As we pursued our way from East Boston, the water in the harbor, whitened with many a sail, sparkled in the morning sun, and glittered like ten thousand diamonds.

It was Saturday, busy, bustling Saturday, when all the world seemed hurrying on as if to make amends for any deficiency in the other days of the week.

The white sea-gulls were floating through the air, often stooping as if to dip their wings in the ocean waves, that murmured gently upon the winding shore.

There was scarce a cloud to be seen in the sky, and the calmness of nature whispered peace to the weary spirit.

As we crossed the ferry and entered the city, and witnessed the moving tide of human life that was surging through the city mart jostling against each other in their eager chase; and as we looked out upon the motly group, human life was to be seen in almost all its forms.

Wealth hung out his golden trappings, and rolled by in all the splendor of ease and luxury The children of poverty trudged on in tattered garments, stung by pinching want, bearing heavy burdens upon their heads, and weighed down by oppression.

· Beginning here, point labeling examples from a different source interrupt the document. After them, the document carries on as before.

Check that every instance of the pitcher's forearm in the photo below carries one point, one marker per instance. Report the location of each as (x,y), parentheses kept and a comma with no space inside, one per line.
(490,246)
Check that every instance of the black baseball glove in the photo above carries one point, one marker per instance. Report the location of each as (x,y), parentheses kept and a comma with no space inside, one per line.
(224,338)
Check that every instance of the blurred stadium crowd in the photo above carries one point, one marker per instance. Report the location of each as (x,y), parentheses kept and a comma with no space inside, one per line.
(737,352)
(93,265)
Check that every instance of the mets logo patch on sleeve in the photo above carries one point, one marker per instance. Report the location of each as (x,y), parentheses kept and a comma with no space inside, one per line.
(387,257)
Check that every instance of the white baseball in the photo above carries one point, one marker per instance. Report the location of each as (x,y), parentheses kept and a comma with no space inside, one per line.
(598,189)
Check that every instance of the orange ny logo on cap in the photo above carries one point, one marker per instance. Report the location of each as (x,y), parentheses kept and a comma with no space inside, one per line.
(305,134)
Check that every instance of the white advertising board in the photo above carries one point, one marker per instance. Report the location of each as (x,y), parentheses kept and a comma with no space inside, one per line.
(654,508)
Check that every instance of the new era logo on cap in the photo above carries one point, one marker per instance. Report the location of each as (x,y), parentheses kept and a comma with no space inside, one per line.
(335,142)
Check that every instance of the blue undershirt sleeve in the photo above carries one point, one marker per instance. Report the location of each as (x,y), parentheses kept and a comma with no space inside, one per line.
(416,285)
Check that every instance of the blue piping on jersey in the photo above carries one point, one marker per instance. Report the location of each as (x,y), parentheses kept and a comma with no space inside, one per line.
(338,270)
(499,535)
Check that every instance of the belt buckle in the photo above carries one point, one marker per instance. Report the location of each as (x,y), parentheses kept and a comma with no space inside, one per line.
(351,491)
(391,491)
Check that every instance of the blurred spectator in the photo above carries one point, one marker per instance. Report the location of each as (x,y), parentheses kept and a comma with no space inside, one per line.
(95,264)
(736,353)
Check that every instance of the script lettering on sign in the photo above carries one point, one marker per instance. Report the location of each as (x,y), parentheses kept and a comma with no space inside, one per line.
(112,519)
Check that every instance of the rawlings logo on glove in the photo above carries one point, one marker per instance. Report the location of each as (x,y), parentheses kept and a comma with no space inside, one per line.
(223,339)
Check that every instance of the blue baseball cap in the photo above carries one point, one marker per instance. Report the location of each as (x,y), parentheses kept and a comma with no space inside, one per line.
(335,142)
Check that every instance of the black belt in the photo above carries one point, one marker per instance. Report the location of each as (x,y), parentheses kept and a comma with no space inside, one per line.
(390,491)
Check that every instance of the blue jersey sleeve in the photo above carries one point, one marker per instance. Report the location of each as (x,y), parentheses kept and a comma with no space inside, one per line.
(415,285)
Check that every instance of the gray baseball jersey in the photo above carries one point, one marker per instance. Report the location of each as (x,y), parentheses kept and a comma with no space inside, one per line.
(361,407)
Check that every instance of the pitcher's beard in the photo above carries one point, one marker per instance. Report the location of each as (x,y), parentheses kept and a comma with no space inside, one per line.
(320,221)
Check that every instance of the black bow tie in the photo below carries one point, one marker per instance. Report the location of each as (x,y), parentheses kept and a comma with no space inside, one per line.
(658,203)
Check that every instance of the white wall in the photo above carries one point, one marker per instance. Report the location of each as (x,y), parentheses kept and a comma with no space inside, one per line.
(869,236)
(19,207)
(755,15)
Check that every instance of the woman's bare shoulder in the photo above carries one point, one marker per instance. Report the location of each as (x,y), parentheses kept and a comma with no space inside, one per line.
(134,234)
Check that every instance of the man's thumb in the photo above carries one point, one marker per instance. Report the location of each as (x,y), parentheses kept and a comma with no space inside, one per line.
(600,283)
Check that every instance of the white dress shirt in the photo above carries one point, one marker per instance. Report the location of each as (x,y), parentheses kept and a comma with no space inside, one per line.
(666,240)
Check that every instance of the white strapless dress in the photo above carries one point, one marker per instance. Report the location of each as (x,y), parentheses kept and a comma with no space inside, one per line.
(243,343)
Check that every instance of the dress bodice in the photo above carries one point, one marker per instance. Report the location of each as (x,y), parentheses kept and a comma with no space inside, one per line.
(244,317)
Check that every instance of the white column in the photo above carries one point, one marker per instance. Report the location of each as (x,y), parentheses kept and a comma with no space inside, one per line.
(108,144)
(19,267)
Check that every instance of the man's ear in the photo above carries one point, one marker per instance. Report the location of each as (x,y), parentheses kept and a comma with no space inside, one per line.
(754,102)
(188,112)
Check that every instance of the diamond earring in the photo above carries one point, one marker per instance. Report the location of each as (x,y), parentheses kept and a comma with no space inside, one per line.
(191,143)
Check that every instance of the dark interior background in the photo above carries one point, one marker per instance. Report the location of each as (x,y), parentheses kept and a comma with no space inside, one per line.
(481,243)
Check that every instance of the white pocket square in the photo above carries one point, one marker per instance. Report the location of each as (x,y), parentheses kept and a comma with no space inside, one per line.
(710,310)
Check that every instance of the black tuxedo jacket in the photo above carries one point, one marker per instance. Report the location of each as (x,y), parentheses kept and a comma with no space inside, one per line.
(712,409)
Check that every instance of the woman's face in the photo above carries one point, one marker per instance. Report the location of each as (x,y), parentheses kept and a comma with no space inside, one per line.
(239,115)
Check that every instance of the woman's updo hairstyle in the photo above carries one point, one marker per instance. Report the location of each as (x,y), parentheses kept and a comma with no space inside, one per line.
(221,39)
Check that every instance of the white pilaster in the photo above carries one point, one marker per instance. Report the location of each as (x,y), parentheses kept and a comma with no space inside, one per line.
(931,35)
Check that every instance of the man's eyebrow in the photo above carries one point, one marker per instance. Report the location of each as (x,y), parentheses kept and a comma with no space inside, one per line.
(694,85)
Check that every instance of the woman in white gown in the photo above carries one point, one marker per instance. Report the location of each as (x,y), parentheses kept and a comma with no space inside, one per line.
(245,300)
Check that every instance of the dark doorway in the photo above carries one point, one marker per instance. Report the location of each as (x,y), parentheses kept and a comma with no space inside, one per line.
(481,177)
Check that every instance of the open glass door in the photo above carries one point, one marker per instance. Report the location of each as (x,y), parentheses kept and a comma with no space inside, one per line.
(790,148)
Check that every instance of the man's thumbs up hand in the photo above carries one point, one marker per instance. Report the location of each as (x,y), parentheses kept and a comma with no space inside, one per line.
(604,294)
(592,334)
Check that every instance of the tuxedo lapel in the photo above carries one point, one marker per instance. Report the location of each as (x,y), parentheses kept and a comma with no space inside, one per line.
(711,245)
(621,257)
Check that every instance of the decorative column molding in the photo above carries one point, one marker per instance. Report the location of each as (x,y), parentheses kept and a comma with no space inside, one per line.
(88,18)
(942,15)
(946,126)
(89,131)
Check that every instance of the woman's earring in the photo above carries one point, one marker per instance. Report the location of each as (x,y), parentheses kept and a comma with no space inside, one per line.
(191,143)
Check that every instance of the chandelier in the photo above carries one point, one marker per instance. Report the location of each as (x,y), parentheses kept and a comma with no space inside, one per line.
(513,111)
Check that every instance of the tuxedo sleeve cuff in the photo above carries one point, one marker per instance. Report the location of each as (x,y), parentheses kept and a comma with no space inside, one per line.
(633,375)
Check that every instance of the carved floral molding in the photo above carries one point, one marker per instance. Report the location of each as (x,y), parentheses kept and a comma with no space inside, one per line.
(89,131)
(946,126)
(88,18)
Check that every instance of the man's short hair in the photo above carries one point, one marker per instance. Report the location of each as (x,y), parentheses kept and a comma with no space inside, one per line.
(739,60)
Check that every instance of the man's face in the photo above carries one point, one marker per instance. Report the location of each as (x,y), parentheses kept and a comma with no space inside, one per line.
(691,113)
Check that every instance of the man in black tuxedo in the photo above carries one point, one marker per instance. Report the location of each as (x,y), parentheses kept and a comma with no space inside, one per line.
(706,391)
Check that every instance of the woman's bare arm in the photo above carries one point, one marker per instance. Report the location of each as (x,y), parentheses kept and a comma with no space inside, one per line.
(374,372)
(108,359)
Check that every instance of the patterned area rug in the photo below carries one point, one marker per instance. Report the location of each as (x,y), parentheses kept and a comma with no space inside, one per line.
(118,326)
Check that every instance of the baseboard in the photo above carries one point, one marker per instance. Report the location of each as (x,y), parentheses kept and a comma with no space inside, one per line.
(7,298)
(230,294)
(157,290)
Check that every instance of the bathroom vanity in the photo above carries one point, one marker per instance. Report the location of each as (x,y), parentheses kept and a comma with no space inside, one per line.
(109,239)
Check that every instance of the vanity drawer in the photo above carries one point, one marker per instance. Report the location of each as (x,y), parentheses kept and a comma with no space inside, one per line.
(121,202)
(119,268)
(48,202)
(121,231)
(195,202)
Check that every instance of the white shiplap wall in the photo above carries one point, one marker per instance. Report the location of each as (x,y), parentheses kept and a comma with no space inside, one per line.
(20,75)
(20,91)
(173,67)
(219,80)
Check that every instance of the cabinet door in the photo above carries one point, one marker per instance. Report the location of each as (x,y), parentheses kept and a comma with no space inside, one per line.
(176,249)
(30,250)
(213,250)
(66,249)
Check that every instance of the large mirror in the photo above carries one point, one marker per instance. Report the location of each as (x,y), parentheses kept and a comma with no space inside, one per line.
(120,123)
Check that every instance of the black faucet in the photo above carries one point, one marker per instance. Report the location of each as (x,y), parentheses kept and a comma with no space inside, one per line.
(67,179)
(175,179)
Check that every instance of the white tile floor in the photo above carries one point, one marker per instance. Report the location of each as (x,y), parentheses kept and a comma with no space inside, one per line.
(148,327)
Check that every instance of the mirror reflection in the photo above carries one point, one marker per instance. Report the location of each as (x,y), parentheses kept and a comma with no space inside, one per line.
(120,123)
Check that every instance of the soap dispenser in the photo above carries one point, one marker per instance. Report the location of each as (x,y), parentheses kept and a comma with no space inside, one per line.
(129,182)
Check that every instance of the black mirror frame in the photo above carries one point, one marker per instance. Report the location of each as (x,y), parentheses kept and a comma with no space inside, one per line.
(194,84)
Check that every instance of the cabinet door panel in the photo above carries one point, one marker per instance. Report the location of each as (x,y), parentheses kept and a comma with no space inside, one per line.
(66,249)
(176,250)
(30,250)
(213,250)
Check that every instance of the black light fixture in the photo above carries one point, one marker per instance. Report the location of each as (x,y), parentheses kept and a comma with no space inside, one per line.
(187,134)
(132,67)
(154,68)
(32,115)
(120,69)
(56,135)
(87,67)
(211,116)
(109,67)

These scenes awoke many reflections in the mind, and presented the contrast of life. Passing through the city with its tumults and its changes, we pursued our way through Cambridge to the Cemetery.

The scenery was beautiful, and as we passed the elm tree where Washington stood to give command to his army, how many associations rushed upon the mind, filling it with remembrances of our country's early struggles.

We entered the quiet shades "where rest the dead," sleeping beneath the sober shadows of the forest trees that were scattering now and then a withered leaf upon the grassy mounds that lay at their feet. Here still, even here too, is the same contrast so visible in the moving, active life of the city.

Wealth here has the splendid monument, embellished with all the sculptor's art, while the poor sleep as sweetly beneath the simple sod.